Era prestissimo quella mattina e già io e Victor, l’autista, eravamo in viaggio. Si doveva andare in un villaggio nei pressi di Afagnan_Bletà per verificare se e dove fosse possibile scavare un pozzo. Quando siamo partiti, la nebbia si adagiava ancora molto fitta sulla savana e non fosse stato per il caldo afoso che rendeva l’aria pesante e per le palme e i baobab che spuntavano qua e la velati dalla nebbia, sarebbe potuto essere un paesaggio padano.
Sulla pista, molto stretta e sconnessa, che da Kouvè va ad Afagnan, s’incontravano ogni tanto dei contadini e alcune donne che si recavano al lavoro nei campi, e siccome il luogo dove dovevano andare era molto distante da casa si erano incamminati di buonora per arrivare sul posto prima che facesse troppo caldo per lavorare.
Ad Afagnan dovevamo prelevare Casimir il rabdomante, il parroco del villaggio e un architetto che nello stesso villaggio stava costruendo una chiesa.
Si costituiva così la compagnia della ricerca dell’acqua, cioè:
Un rabdomante, un prete, un architetto e un pensionato (io) volontario di Solidarietà Internazionale.
Non lo sapevo ancora ma, stavo per vivere una delle esperienze più straordinarie che mi siano mai capitate.
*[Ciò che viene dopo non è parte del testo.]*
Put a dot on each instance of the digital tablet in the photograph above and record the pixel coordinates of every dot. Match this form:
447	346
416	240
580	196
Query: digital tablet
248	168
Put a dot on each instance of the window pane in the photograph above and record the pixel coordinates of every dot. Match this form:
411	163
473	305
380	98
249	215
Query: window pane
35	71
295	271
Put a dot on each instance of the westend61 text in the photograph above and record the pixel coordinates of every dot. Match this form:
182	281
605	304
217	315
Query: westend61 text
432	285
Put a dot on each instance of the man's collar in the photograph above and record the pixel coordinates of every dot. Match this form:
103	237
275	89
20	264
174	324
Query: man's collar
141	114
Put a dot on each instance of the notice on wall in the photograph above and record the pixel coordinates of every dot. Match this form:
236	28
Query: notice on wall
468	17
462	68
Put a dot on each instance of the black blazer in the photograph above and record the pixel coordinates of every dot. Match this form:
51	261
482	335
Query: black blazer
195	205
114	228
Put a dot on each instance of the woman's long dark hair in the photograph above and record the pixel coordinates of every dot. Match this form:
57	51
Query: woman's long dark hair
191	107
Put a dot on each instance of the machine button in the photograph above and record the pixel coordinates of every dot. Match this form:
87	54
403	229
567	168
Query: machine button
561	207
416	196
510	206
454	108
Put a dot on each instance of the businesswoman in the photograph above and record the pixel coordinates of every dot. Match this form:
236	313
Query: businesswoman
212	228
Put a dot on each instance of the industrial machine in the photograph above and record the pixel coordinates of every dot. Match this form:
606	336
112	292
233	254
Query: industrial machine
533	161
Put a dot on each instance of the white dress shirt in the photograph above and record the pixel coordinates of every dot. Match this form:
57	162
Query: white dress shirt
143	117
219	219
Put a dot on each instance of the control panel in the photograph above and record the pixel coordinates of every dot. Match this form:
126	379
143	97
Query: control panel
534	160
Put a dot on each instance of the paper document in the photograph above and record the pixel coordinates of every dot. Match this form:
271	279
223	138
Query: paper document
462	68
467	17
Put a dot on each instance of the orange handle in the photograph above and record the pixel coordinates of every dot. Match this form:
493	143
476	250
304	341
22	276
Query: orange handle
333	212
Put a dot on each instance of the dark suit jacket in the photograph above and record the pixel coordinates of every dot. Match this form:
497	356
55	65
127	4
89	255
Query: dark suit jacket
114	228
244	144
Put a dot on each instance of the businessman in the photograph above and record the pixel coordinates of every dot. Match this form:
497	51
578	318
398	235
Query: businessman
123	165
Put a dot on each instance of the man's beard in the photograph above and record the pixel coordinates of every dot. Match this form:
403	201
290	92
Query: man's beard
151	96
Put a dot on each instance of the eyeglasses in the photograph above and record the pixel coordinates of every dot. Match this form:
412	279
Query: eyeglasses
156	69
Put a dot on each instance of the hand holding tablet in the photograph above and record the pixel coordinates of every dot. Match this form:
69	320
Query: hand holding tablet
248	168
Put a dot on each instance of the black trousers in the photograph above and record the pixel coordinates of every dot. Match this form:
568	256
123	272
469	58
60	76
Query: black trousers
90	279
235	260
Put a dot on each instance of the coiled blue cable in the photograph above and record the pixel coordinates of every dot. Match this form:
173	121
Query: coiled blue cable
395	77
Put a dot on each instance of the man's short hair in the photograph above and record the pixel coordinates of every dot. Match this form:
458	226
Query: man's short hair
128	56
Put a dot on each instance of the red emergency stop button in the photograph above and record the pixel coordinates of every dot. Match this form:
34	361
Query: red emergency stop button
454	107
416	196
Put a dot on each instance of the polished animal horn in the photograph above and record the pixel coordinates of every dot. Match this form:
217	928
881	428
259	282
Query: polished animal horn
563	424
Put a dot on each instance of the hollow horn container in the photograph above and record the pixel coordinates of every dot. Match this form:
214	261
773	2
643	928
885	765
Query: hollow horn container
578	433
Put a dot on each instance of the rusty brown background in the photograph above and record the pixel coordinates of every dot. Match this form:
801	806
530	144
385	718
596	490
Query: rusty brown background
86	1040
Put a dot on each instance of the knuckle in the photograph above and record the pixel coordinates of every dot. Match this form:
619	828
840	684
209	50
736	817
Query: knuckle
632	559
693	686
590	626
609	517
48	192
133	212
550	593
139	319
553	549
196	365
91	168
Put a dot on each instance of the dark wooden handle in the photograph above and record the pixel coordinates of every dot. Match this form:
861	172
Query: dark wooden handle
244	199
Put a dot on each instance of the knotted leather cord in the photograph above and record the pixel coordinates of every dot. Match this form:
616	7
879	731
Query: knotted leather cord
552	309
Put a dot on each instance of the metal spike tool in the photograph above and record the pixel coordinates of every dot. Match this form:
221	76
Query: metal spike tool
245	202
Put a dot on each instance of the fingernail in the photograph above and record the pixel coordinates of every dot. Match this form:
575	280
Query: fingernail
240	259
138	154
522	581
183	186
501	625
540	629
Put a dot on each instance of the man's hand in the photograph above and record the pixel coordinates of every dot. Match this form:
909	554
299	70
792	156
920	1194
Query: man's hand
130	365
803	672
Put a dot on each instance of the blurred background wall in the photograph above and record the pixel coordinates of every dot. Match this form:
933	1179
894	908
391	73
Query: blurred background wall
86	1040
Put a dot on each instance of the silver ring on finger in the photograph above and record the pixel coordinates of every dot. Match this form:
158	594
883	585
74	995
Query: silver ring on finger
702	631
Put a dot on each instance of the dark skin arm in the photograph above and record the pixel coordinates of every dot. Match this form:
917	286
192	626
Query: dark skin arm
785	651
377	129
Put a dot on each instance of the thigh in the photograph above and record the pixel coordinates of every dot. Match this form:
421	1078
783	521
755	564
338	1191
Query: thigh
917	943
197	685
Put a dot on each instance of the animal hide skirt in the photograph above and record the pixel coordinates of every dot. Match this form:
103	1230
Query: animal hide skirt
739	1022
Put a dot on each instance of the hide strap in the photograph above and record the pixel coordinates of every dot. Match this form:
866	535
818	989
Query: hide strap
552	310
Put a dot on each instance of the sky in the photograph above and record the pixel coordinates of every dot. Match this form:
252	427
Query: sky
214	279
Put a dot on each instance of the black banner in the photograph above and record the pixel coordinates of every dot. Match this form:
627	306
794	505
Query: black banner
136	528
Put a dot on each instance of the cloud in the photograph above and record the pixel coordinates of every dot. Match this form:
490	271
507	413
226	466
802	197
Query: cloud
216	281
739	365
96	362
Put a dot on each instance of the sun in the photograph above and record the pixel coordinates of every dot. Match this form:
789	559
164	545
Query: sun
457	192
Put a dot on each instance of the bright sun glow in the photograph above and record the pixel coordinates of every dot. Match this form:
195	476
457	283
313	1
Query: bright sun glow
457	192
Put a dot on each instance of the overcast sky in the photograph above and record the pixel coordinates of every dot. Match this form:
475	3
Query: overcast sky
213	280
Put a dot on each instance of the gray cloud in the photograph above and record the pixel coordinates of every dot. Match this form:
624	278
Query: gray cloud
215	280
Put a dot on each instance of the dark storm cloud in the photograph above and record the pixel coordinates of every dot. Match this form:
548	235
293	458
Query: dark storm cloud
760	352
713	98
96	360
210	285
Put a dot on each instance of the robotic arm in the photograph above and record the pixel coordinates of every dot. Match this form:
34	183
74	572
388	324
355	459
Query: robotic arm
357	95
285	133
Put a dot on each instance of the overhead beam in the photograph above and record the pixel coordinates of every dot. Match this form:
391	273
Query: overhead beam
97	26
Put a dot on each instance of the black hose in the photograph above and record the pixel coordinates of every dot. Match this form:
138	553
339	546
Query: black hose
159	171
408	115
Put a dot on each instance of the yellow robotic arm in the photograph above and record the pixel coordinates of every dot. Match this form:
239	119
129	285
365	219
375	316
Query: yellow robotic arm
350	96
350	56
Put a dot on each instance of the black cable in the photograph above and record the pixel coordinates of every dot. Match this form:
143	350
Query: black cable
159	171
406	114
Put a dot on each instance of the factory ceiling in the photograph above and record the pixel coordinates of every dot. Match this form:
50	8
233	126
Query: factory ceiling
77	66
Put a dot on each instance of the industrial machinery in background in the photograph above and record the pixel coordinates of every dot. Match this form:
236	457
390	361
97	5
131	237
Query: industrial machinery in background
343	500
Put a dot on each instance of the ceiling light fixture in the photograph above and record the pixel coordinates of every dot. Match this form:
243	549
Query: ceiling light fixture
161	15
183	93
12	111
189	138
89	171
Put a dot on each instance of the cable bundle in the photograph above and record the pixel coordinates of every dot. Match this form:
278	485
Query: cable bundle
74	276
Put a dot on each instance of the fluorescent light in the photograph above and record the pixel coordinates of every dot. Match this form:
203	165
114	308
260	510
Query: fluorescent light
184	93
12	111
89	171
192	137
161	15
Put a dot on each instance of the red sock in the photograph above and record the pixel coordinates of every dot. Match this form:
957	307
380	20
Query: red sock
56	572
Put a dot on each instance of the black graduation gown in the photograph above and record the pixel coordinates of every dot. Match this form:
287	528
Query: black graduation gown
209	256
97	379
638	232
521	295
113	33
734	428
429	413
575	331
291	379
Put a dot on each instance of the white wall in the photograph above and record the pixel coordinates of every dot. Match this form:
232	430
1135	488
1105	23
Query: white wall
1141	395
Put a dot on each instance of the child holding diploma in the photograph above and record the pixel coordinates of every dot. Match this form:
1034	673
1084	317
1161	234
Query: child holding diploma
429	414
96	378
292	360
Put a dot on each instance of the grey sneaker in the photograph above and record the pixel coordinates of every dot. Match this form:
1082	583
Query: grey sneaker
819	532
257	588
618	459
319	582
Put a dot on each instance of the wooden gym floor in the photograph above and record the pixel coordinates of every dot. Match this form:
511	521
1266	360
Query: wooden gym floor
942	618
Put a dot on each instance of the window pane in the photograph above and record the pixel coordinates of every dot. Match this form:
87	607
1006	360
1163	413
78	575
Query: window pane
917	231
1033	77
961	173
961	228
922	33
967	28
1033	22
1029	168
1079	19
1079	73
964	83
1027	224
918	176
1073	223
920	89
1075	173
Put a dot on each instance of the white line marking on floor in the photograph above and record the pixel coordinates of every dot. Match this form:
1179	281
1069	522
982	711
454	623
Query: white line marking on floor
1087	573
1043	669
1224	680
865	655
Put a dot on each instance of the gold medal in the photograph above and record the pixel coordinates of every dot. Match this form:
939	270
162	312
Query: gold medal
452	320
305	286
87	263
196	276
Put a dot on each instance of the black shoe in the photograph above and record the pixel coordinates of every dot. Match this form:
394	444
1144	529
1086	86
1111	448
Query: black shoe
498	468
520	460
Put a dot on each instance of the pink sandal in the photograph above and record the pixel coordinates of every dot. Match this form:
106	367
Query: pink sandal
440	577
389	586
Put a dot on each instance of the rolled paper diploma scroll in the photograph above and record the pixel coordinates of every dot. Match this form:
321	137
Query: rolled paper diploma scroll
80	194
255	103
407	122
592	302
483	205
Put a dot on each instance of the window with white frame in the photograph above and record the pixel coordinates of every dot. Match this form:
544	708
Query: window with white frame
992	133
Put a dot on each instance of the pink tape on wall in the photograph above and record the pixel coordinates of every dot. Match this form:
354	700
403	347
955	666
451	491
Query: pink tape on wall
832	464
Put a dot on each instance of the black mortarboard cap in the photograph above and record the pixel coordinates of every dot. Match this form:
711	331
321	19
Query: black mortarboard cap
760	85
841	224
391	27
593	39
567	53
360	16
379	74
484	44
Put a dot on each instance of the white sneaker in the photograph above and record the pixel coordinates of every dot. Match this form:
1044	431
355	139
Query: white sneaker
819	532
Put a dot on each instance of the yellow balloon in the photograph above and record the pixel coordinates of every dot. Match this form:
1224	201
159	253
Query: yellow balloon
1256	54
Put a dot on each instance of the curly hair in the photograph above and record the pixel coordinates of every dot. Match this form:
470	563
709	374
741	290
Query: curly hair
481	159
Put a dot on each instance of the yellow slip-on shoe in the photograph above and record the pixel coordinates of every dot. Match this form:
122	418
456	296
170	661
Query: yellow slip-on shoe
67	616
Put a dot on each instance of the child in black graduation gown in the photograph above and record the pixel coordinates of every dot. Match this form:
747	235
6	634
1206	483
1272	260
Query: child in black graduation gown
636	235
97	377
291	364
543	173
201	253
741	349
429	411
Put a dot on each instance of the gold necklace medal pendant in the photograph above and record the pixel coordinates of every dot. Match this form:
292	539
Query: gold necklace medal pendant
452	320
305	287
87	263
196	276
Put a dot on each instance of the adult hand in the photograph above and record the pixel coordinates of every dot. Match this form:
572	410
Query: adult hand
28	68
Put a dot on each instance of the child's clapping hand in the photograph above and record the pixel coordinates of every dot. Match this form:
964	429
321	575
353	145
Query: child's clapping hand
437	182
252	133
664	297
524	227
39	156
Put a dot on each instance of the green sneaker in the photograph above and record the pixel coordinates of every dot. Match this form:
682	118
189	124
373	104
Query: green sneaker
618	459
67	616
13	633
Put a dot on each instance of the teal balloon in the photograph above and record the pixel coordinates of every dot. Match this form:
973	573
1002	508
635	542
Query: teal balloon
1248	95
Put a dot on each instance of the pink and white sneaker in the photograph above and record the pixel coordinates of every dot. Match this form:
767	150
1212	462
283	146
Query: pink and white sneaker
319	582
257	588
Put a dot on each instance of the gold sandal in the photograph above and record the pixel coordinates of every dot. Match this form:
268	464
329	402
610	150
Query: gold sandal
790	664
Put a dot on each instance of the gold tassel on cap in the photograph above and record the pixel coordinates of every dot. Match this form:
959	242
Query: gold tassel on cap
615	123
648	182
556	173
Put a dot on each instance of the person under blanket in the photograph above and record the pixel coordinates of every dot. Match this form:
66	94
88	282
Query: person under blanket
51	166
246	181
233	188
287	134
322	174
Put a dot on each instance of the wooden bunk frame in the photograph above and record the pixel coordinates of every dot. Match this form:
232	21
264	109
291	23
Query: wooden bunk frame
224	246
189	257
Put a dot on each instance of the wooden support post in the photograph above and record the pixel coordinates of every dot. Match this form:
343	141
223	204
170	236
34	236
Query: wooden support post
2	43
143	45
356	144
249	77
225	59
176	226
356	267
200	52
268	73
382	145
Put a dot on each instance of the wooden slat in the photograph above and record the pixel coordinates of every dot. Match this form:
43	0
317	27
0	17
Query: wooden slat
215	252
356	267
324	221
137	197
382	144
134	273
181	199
Così partiamo a bordo di un pick-up Toyota vecchio almeno quanto il proprietario. Una cosa che ho imparato è che in Africa, quando ci si mette in viaggio, non si può dire arriverò tra un’ora o tra mezza giornata, perché il viaggio può durare un tempo più o meno lungo, dipende da una serie di variabili che possono subentrare durante il tragitto. Può capitare di incontrare qualcuno in difficoltà e ci si ferma per aiutarlo, oppure la strada diventa improvvisamente impraticabile, la vettura s’impantana e bisogna scendere e cercare aiuto per portare la macchia all’asciutto, o ancora la macchina si guasta, e appunto parlando di guasti alla macchina; ecco che la nostra Toyota si guasta. Siamo fermi in mezzo alla savana con una ruota forata e senza il martinetto per poterla sostituire. Io ho pensato che saremmo dovuti andare a piedi fino al villaggio e lì chissà come trovare un mezzo per tornare a casa, poi avremmo dovuto pensare a come recuperare il pick-up, e invece no. In Togo sulle piste che collegano anche i più piccoli villaggi persi nella savana, circola una quantità di persone incalcolabile, e così dopo poco tempo si trovavano intorno al fuoristrada almeno una ventina di uomini e donne che facevano una gran confusione cercando ognuno di dare un consiglio, un’idea, un aiuto per risolvere il guasto. Finche dopo circa mezzora arriva una moto taxi, si ferma, s’informa, riparte e dopo un’altra mezzora ritorna con il gommista e il martinetto e sostituisce la ruota. Si riparte.
Così si arriva al villaggio, in ritardo? No, non so, non avevamo nessun appuntamento, nessuno ci aspettava, o meglio ci aspettavano ma lì quando si aspetta, si aspetta e basta e quando arrivi ti prendono.